Com tanto otimismo de longo prazo e uma demanda imediata em franca ascensão, o mercado questiona se será possível crescer e preparar o terreno para os grandes eventos ao mesmo tempo. O congestionamento atual já faz a ANAC disciplinar o teto de "slots" (número de pousas e decolagens) no horário de pico nos aeroportos de Cumbica e Congonhas, decisão que deve chegar a Brasília, Confins, Salvador, Fortaleza, Cuiabá e Viracopos até o fim do ano. O Sindicato Nacional das Empresas de Aviação (Snea), assim como a Associação Brasileira da Infraestrutura e Indústrias ele Base (Abdib), repetidamente têm alertado para uma possível incongruência entre demanda, cronograma de obras e capacidade dos aeroportos.
Uma das principais bases para as críticas é o Boletim de Indicadores de Transporte Aéreo, desenvolvido pelo professor de engenharia de produção e transportes e presidente da Sociedade Brasileira de Pesquisa em Transporte Aéreo (SBTA) Elton Fernandes. Acadêmico do Instituto Alberto Luiz Coimbra, da Universidade Federal do Rio de Janeiro (Coppe/UFRJ), ele estuda o universo aéreo desde 1979. Fundamentado no cronograma da Infraero que agora está em revisão, Fernandes acredita que a infraestrutura aeroportuária dos próximos anos poderá no máximo empatar com demanda reprimida e projetada. Há cenários em que, mesmo após reformas, as projeções do Coppe/UFRJ indicam falta de capacidade de atendimento: Confins (MG), Cuiabá (MT), Congonhas (SP), Viracopos (SP) e Salvador (BA).
Fernandes sustenta sua visão pessimista no fato de que de 70% a 75% das viagens realizadas dentro do Brasil são de negócios. “Se houver uma explosão de consumo de viagens turísticas, com uma inclusão apoiada por modelos de financiamento das passagens semelhantes aos dos automóveis, o resultado pode remeter ao que se vê no trânsito das grandes cidades", avalia. A iminente aprovação do aumento do capital estrangeiro nas companhias aéreas, segundo ele, deixaria o cenário ainda mais delicado.
"Em vez de apostar em mais estrutura ou na questão do desenvolvimento nacional, que são problemas de Estado, o que temos é a restrição da oferta.
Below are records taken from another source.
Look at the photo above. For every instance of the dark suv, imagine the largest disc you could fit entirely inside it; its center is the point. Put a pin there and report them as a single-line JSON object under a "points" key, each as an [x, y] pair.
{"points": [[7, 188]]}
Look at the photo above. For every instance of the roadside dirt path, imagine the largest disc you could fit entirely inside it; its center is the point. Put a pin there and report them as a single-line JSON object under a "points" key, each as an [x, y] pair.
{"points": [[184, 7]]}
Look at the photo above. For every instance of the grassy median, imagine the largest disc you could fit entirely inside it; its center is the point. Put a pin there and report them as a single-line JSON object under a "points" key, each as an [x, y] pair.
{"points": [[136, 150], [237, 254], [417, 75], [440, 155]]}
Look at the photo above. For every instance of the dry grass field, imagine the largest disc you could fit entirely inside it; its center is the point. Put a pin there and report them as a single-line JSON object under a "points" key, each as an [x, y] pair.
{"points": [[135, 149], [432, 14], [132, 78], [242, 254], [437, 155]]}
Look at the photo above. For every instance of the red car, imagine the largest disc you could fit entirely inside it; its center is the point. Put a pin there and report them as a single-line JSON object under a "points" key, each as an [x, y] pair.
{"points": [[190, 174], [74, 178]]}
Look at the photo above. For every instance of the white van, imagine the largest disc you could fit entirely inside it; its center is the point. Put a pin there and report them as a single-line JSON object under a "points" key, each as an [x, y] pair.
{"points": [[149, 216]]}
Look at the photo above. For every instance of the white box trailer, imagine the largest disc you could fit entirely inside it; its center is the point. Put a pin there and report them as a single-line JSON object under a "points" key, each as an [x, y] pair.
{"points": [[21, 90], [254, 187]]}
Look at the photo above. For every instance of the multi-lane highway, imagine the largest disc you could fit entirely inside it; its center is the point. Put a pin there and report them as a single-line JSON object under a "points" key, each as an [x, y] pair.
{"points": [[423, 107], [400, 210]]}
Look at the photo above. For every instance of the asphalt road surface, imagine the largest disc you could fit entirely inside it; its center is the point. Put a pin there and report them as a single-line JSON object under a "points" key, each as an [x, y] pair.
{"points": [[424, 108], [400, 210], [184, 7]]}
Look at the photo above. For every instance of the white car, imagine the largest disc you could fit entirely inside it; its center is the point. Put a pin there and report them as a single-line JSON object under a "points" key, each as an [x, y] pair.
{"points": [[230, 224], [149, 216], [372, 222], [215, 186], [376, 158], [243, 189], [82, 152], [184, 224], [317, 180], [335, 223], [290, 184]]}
Isso resolve o congestionamento, mas não o transporte aéreo nacional", diz o acadêmico, ao criticar o teto de "slots" definido pela ANAC e também a recente afirmação, vinda da agência, de que o esperado aumento das passagens domésticas em 2010 (após a redução média de 27% nos preços em 2009) vai se encarregar de limitar a explosão do consumo. O aumento do índice de ocupação das aeronaves também é visto como um caminho para estabilizar o mercado. Solange Vieira afirma que esse não foi o objetivo do comentário. A variável preço, segundo a presidente da ANAC, "não pode servir como instrumento político ou de ajuste dos gargalos de infraestrutura".